Avoiding euphemism

I noticed this sign last week, in the breakfast room of a small hotel:

I couldn’t help but wonder what hygiene regulations might apply here. Is the hotel reception, which is right next to the breakfast room, somehow an inappropriate place to have food? Will the food either become contaminated or contaminate something else?
Of course, the real meaning is fairly obvious: don’t eat breakfast here and then load yourself up with a second breakfast to eat later. Or, to put it another way, don’t be a greedy pig.
By referring to ‘hygiene regulations’, the managers are trying to soften the message. But, for me, the euphemism doesn’t work: the reason given doesn’t make sense. It’s clear that there are no ‘hygiene regulations’ involved here, so the sign is unlikely to have its intended effect. It just comes across as petty and miserly.

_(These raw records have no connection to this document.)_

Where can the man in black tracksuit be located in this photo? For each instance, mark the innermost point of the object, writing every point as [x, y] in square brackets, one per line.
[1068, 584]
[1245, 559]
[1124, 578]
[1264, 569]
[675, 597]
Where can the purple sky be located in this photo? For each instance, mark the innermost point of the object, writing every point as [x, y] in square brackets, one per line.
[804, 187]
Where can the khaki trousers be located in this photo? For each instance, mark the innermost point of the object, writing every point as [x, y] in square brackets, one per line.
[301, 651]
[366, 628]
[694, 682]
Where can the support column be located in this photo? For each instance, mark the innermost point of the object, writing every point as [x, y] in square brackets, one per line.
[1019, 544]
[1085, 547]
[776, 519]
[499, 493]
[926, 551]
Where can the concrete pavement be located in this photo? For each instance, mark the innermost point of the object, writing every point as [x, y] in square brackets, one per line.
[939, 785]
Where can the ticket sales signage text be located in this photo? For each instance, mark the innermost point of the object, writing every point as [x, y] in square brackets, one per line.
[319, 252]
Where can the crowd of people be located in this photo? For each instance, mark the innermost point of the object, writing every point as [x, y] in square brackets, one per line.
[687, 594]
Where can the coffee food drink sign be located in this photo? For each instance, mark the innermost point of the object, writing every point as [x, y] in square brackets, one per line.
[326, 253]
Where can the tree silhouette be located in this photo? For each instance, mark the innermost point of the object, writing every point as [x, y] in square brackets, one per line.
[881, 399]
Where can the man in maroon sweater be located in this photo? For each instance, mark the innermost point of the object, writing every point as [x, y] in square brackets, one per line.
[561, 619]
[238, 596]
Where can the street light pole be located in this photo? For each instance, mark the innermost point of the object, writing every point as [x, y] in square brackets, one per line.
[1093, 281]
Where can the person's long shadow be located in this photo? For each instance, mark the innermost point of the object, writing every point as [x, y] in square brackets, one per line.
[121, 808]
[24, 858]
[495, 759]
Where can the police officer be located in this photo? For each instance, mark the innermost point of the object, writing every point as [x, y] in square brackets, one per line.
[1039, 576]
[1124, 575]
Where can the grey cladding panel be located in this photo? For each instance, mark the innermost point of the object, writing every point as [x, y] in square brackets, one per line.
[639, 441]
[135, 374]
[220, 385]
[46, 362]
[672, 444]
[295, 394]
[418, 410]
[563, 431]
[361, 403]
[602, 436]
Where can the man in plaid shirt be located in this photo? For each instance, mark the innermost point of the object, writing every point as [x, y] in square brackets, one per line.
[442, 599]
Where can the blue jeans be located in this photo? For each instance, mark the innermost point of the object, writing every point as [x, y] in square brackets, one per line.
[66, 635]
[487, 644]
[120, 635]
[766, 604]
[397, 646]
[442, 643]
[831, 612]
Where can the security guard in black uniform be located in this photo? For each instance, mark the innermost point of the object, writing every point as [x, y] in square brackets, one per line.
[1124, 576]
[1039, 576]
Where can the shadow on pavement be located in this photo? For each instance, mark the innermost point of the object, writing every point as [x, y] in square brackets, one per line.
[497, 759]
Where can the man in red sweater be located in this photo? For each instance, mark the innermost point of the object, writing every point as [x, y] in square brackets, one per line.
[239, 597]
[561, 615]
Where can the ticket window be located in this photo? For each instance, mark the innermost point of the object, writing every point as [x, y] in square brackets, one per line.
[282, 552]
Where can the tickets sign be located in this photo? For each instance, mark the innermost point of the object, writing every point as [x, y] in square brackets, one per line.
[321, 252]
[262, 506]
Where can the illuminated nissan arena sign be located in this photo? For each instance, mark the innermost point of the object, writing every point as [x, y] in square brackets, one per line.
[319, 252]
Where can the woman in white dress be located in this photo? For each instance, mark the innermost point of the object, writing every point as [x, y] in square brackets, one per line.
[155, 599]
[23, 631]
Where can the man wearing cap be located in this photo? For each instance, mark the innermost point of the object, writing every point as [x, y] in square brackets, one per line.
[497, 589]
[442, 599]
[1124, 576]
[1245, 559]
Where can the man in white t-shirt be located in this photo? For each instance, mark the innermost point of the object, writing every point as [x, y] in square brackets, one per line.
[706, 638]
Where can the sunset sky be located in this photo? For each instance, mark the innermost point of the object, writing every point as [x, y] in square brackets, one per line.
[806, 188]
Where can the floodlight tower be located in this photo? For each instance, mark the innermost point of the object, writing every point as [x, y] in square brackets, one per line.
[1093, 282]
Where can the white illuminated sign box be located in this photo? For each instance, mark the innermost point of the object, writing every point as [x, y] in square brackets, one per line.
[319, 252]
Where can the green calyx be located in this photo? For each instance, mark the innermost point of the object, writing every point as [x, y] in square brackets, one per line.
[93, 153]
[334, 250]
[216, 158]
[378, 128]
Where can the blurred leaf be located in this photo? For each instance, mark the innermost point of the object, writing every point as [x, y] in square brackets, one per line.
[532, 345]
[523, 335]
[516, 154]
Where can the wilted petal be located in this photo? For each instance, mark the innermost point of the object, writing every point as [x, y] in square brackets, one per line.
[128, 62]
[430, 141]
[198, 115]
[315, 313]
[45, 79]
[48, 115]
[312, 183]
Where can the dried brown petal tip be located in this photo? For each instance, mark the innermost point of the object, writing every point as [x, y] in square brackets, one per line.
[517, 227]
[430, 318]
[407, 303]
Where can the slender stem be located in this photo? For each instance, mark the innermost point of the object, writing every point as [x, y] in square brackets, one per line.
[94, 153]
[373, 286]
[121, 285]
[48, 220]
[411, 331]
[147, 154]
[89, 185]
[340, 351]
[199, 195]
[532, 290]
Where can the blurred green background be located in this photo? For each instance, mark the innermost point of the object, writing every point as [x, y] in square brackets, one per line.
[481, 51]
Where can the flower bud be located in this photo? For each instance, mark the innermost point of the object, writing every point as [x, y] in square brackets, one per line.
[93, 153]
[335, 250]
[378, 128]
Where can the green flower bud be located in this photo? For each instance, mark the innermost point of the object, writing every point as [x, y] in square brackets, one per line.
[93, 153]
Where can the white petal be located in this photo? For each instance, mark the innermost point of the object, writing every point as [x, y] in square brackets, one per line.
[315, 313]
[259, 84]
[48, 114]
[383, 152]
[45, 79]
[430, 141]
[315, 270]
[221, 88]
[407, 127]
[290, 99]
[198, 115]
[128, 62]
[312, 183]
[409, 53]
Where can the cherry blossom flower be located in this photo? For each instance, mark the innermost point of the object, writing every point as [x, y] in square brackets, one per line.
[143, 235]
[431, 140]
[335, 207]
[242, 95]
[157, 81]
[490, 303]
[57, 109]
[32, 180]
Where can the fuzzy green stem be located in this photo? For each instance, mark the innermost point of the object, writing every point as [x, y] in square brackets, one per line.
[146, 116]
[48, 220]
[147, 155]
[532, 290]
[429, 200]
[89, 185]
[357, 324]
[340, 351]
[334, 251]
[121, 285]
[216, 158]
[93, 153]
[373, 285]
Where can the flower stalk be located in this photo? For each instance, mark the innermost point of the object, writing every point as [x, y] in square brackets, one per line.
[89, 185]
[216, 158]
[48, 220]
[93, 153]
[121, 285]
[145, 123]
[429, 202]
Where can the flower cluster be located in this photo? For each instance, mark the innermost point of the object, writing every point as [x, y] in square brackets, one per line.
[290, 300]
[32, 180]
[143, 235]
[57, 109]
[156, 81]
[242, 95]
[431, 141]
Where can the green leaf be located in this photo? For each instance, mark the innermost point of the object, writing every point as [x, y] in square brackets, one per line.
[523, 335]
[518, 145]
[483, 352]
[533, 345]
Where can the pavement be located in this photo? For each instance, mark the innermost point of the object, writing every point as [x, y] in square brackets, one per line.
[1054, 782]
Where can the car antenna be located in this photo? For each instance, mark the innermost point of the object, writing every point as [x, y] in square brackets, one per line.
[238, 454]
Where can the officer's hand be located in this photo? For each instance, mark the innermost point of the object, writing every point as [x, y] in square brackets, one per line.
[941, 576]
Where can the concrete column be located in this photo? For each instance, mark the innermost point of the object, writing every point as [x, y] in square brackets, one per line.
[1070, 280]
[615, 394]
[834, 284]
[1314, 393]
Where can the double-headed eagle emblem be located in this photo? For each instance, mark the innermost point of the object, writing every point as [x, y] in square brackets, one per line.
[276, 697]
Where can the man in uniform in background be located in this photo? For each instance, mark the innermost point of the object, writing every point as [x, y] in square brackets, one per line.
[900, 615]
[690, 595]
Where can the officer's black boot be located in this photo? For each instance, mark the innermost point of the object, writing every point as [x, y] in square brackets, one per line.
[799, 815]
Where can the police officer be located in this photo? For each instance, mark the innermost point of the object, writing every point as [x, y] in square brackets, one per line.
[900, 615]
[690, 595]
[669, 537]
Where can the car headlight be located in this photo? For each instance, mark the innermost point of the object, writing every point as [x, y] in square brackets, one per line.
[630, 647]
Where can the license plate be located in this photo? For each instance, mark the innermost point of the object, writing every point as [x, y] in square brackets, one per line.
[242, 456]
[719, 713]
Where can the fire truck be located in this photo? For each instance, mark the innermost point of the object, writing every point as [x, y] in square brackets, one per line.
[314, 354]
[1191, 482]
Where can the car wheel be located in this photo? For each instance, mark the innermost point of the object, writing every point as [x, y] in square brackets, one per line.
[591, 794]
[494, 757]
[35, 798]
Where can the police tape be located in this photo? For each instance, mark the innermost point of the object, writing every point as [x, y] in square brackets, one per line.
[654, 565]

I can’t think of a good and friendly reason for asking people not to remove food from the breakfast room. And the real reason would be difficult to write in an acceptable way.
But why do we need to be given a reason at all? What about a simple sign that says ‘Please do not remove food from the breakfast room’?
I’m aware of some psychological research that suggests people are more likely to do what they’re asked if they’re given a reason, even if the reason isn’t a strong one. But what about when the reason is absurd and contributes to the failure of the message? Surely it would be better to give no reason at all?
I stayed at a hotel once that offered a buffet breakfast – complete with several signs pointing out that a buffet breakfast included two rolls, two portions of butter, jam or marmalade, and one slice each of ham and cheese. A fairly obvious restriction, I thought! Yes, I thought that hotel was petty and miserly too.